The thing that people who spend most of their time in the open world benefit from the most is the skill system.  Any type of mayhem you cause, be that near misses, slamming through fences, or drifting like a madman, contributes to an ever building skill chain.  The chain breaks when you smash hard into a tree, wall, or other car.  But if you manage to go a few seconds without increasing your chain or hitting anything, you then bank the points that you were building up.  It’s a nice risk/reward system that is almost exactly the same as it was in Forza Horizon 2.  The problem is that it doesn’t really get you anything.  Most of the skills you can spend points on just allow you to get more skills.  There are a few standouts, like fast travel anywhere, that you can build to, but you also don’t miss much by not engaging with the system at all.  Forza Horizon 3 didn’t need a skill tree to be a great game, but it’s disappointing that the one that is there is still useless.

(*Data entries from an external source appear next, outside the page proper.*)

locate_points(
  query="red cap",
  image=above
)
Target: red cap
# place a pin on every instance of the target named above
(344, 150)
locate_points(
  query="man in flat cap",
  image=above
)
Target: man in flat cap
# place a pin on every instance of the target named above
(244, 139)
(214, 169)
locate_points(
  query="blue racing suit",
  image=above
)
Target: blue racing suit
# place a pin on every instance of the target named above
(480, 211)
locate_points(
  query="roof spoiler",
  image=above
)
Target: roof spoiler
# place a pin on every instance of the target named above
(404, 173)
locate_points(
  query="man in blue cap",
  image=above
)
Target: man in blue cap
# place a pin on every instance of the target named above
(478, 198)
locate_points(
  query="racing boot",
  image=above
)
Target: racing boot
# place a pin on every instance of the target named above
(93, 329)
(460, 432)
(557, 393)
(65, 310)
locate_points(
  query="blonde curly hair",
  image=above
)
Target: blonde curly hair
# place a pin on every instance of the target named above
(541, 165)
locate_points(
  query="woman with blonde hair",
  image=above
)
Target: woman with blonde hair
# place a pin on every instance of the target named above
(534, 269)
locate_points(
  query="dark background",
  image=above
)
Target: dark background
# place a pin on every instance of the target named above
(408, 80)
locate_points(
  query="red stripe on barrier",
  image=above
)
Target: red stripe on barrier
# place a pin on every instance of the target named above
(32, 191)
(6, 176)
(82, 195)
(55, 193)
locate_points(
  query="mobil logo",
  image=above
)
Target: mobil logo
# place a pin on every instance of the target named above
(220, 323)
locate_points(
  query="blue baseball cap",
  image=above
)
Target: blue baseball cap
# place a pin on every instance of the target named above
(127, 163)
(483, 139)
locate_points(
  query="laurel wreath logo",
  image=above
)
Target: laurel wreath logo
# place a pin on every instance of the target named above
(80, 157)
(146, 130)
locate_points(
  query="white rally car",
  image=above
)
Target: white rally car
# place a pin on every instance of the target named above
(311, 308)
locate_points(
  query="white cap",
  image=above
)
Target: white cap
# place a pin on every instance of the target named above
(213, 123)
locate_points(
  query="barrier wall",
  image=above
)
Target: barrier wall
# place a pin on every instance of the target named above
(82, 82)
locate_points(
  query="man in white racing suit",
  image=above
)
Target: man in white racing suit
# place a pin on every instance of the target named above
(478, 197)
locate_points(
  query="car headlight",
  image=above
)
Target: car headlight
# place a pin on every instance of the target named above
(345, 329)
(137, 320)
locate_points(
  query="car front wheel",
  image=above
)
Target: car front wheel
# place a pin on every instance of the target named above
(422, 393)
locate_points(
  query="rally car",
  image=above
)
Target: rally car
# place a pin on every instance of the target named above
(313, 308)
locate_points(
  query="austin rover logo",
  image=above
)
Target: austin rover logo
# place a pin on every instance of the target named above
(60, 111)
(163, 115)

Forza Horizon 3 Fence Smash

The racing is a lot of fun in Forza Horizon 3, as is just roaming the countryside.  But the franchise is in desperate need of a shakeup when it comes to side activities.  Showcase events are still a nice visual showpiece, but they are starting to lose their luster.  Barn finds are still cool and much less annoying than they were in Forza Horizon 2, but they also haven’t changed much since the first game.  Illegal street races are back, but they feel like an afterthought.  If it wasn’t for the improved bucket list challenges, I think I would have spent 80 percent of my time racing.  And that’s a shame because the open world in Forza Horizon 3 is a lot more fun to explore than it was in Forza Horizon 2.  I often found myself either messing around with jumps or just driving into the distance to see what I could find.  I just wish the activities in the game encouraged this more.

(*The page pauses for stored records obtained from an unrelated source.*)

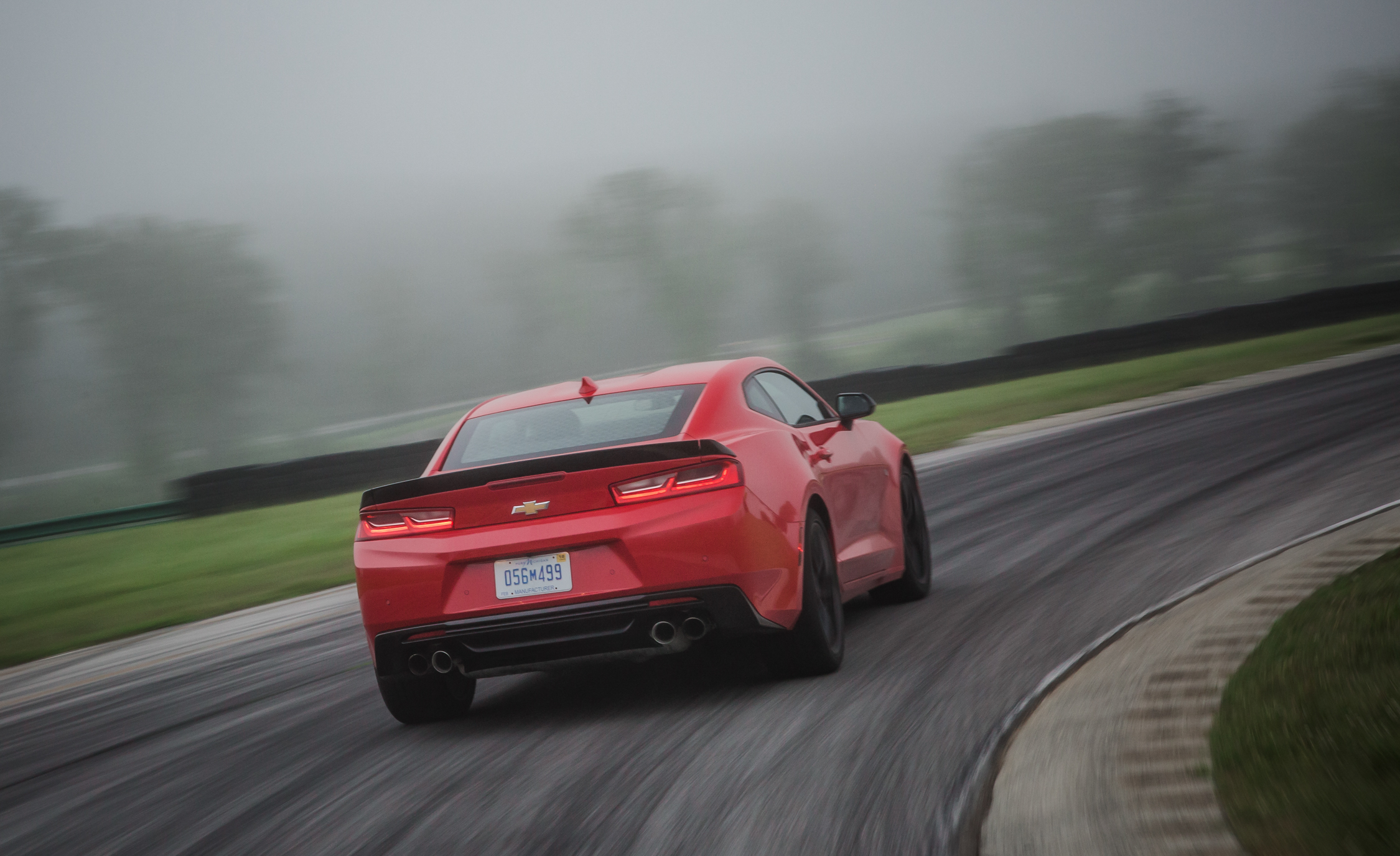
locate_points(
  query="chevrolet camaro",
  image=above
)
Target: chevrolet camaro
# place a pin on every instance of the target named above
(632, 517)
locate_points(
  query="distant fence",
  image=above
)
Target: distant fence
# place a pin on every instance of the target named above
(306, 478)
(114, 519)
(1096, 348)
(342, 473)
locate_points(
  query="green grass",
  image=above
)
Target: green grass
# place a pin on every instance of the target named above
(937, 421)
(73, 591)
(66, 593)
(1307, 743)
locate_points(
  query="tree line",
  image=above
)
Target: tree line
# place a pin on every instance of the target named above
(1071, 219)
(1076, 212)
(184, 316)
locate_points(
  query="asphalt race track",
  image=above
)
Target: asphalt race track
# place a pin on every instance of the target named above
(272, 739)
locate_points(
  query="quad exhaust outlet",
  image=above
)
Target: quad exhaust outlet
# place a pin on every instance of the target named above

The game also lacks a lot of the personality that made the first game so great.  You’re now the boss of the festival, and Keira keeps mentioning that you’re the boss of the festival, but you never really feel like the boss of the festival.  It doesn’t even really feel like there is a festival.  In the first game, the festival was an integral part of the experience.  It was the centerpiece that you would keep returning to.  And at each level you had a rival with a personality that you were trying to beat.  Forza Horizon 2 lost all of that, and this game doesn’t bring any of it back.  A racing game doesn’t need a story per se, but the original Forza Horizon was great at setting a tone that both sequels have failed to deliver on.

Forza Horizon 3 City Skyline

Forza Horizon 3 also has all the same multiplayer features that Forza Horizon 2 had.  You can group up with people to race or compete in other game modes online.  You can also now team up with three other people to play through the campaign.  Clubs are back, as are community created paint jobs, and every car has an XBLA name over it.  You can also now hire up to four friends to help you run the festival.  They don’t actually do anything, you just get bonuses to fans, money, and XP based on their in-game level.  In my opinion Forza Horizon 3 would be just as good of a game if you unplugged your internet, but these features are there and all work properly for people who want to engage with them.

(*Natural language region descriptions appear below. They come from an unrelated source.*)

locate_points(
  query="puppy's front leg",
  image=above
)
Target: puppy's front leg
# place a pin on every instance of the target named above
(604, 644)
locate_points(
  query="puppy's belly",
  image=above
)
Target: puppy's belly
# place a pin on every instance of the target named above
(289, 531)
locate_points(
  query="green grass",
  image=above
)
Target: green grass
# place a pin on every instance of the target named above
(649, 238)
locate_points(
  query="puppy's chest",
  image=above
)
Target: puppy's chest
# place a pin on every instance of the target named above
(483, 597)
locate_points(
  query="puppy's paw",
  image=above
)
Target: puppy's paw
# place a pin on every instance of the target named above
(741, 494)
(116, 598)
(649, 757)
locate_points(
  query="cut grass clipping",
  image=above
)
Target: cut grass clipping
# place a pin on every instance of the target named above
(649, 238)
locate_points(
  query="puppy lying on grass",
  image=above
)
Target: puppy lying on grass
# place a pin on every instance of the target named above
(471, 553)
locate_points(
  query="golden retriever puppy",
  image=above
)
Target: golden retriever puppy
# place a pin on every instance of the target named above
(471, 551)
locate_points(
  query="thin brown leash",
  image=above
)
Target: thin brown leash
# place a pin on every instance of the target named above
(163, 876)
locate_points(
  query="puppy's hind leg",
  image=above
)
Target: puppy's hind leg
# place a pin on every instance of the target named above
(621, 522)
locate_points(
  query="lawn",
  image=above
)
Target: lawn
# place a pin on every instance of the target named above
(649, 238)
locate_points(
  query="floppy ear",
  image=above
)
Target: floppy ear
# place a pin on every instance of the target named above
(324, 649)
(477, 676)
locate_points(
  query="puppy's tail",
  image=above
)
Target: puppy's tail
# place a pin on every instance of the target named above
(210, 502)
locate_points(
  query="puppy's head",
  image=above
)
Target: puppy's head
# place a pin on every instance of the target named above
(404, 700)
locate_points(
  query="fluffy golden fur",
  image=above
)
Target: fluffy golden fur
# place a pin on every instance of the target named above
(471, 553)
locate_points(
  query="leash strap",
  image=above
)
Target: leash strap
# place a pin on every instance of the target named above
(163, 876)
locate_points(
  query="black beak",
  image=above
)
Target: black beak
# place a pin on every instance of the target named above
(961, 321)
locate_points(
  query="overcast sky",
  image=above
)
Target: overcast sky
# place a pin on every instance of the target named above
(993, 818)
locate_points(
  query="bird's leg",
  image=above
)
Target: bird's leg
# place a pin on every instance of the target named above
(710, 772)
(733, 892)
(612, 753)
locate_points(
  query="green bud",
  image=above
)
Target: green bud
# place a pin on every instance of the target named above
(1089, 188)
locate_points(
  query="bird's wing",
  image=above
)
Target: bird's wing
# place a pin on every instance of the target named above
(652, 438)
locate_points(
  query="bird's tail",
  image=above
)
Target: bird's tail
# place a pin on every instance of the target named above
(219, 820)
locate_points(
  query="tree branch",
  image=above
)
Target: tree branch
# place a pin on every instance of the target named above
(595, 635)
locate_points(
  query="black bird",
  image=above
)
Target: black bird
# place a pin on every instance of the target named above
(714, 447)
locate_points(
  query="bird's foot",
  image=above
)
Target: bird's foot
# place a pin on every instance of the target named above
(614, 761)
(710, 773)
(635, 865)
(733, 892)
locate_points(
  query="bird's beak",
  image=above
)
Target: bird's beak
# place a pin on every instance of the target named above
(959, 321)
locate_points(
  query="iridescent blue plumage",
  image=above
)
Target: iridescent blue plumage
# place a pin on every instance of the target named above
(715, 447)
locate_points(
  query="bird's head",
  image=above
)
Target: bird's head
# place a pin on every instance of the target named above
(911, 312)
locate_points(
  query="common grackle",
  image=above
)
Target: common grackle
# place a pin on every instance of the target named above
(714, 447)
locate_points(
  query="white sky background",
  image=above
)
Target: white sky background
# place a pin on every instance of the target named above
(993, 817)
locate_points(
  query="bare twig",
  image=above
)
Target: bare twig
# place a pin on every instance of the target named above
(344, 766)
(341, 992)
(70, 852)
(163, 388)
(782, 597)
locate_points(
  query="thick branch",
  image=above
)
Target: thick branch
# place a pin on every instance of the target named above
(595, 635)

Saying that Forza Horizon 3 is the best open world racer of this generation is not saying much.  The only real competition is its inferior predecessor and some mediocre Need for Speed games.  But that shouldn’t take away from the game’s accomplishments.  Playground Games has managed to create a great racing game that can appeal to the entire spectrum of players.  They have also created a world that is fun to explore and breathtaking to look at.  The franchise needs to shake things up more in the next installment, but Forza Horizon 3 is a great game nonetheless.